Secret usage in Console Webhooks

[Beridar]

What product are you having troubles with?

Console

What Console version are you using?

Mia-Platform Suite Version v14.5.1

Description

When configuring a Mia-Console webhook per this documentation, we can provide a Secret to be sent to the webhook consumer. How should we expect this value to be sent? We do not receive any header with this value when we inspect the headers received by the destination microservice.

Actual Outcome

Webhook requests being created by the Console don't include the configured Secret. Here is an example request we saw using the Project Created event.
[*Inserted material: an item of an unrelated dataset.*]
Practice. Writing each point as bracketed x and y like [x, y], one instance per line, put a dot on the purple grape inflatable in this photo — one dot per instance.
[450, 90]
POST /project-created HTTP/1.1
Host: dpbs-dev.mia-dev.redchimney.com
User-Agent: Mia-Platform Console (webhook agent)
Accept-Encoding: gzip,br
Content-Type: application/json
traceparent: 00-39f3114d27db98f5d83444b5529f2b91-464b0d33768ba6e7-01, 00-39f3114d27db98f5d83444b5529f2b91-159c4bb7c790be44-01
Content-Length: 3058
x-mia-signature: 342eaaaea5556a29b698e5a4cff40830732c8951acf9a0648cffd3aaf3c95ff6
x-forwarded-for: <<internal IP>>,<<internal IP>>
x-forwarded-proto: https
x-request-id: 26b40099-a564-414f-b35d-fbe9c8e04aec
l5d-client-id: api-gateway.dpbs-dev.serviceaccount.identity.linkerd.cluster.local
x-envoy-external-address: <<internal IP>>
x-forwarded-host: dpbs-dev.mia-dev.redchimney.com
scheme: https
x-real-ip: <<internal IP>>
x-original-uri: /project-webhook/project-created
original-request-uri: /project-webhook/project-created
original-request-method: POST
miausergroups: unlogged
x-envoy-original-path: /project-webhook/project-created

{"eventName":"project_created","eventTimestamp":17737...  /* omitted for simplicity */  ...}

We have tested each of the following event types and see the same behavior.

• project_created
• service_created
• tag_created
• user_added
• user_edited
• user_removed
• configuration_saved
• tag_deleted

Expected Outcome

The configured Secret being sent along as a header.